TANIM: Gözün merkezi görme noktası olan makulanın bir hastalığıdır. Halk arasında sarı nokta hastalığı olarak ta bilinir. Yaş ve kuru olmak üzere iki tipi vardır.
Kuru tip daha sık olarak karşımıza çıkmaktadır. Görme yıllar içerisinde yavaş bir şekilde bozulur. Kuru tip sarı nokta hastalığında, retinada kısmen incelme ve bozulma başlayabilir, bu durum da yavaş ancak ilerleyici görme bozukluğuyla sonuçlanır. Kuru tip sarı nokta hastalığının neden olduğu etkileri düzeltebilecek bir tedavi mevcut olmamakla birlikte, çalışmalarda vitaminler, mineraller ve antioksidanların hastalığın gelişimini yavaşlattığı gösterilmiştir. Kuru tip sarı nokta hastalığı, fark edilmeksizin ilerleyebilir, bu nedenle göz hastalıkları uzmanını en az yılda bir kez ziyaret etmeniz çok önemlidir.

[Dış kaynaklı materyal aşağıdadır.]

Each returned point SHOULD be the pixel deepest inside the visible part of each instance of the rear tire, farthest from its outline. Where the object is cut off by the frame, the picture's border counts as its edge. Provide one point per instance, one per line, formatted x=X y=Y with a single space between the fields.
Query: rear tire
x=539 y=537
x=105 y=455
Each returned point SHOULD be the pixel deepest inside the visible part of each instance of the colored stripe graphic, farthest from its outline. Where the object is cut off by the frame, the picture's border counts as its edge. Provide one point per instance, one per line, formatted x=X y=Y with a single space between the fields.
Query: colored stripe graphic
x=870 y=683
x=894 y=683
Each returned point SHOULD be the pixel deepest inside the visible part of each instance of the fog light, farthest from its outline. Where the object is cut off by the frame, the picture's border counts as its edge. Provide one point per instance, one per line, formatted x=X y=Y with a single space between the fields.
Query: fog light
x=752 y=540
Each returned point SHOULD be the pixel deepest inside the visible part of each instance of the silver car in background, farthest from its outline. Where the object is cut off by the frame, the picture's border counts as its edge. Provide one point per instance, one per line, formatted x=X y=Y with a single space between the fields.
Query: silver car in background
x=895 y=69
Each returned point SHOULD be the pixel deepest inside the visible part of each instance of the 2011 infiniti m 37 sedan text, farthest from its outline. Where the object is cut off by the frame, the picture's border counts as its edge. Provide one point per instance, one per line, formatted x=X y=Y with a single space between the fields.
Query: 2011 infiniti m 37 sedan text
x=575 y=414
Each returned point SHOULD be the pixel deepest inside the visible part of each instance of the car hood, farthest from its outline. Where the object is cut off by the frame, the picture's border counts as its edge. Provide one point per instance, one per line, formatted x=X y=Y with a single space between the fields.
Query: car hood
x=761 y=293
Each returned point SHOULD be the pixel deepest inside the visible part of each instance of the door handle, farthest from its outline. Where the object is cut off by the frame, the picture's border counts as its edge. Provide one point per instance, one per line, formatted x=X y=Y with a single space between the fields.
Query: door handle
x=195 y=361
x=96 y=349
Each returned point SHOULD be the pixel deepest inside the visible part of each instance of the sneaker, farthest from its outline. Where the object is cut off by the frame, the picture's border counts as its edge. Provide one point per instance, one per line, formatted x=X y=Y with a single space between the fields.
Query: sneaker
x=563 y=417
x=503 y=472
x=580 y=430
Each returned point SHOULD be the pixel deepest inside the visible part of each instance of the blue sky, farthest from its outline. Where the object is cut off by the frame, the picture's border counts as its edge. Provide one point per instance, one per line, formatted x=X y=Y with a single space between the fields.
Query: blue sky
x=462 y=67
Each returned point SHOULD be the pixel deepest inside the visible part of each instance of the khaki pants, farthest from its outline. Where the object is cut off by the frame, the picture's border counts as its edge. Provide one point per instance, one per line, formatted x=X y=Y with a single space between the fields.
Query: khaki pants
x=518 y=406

Yaş tip hastaların %10–15 ini oluşturur, ani ve ciddi görme kaybına yol açabilir. Yaş tip sarı nokta hastalığı, gözün arka tarafındaki kan damarlarının anormal gelişimiyle meydana gelir. Retina tabakası altında oluşan yeni damar ağı, retina tabakasında ödem ve kanamaya, buna bağlı olarak da merkezi görmemizde kayba neden olur. Yaş tip sarı nokta hastalığı, bir fotoğrafa bakarken ya da otobüsün numarasını okurken olduğu gibi hem yakın hem de uzak görmemizi etkileyebilir.
Sarı nokta hastalığı, tek gözde ya da iki gözde birden oluşabilir. Eğer bir gözünüzde sarı nokta hastalığı varsa, diğer gözünüzde sarı nokta hastalığı gelişmesi olasılığı 5 yıl içinde %50’dir. Bu nedenle gözlerinizi düzenli olarak kontrol ettirmeli ve göz hastalıkları uzmanınızla görmenizde ki değişiklikler hakkında konuşmalısınız.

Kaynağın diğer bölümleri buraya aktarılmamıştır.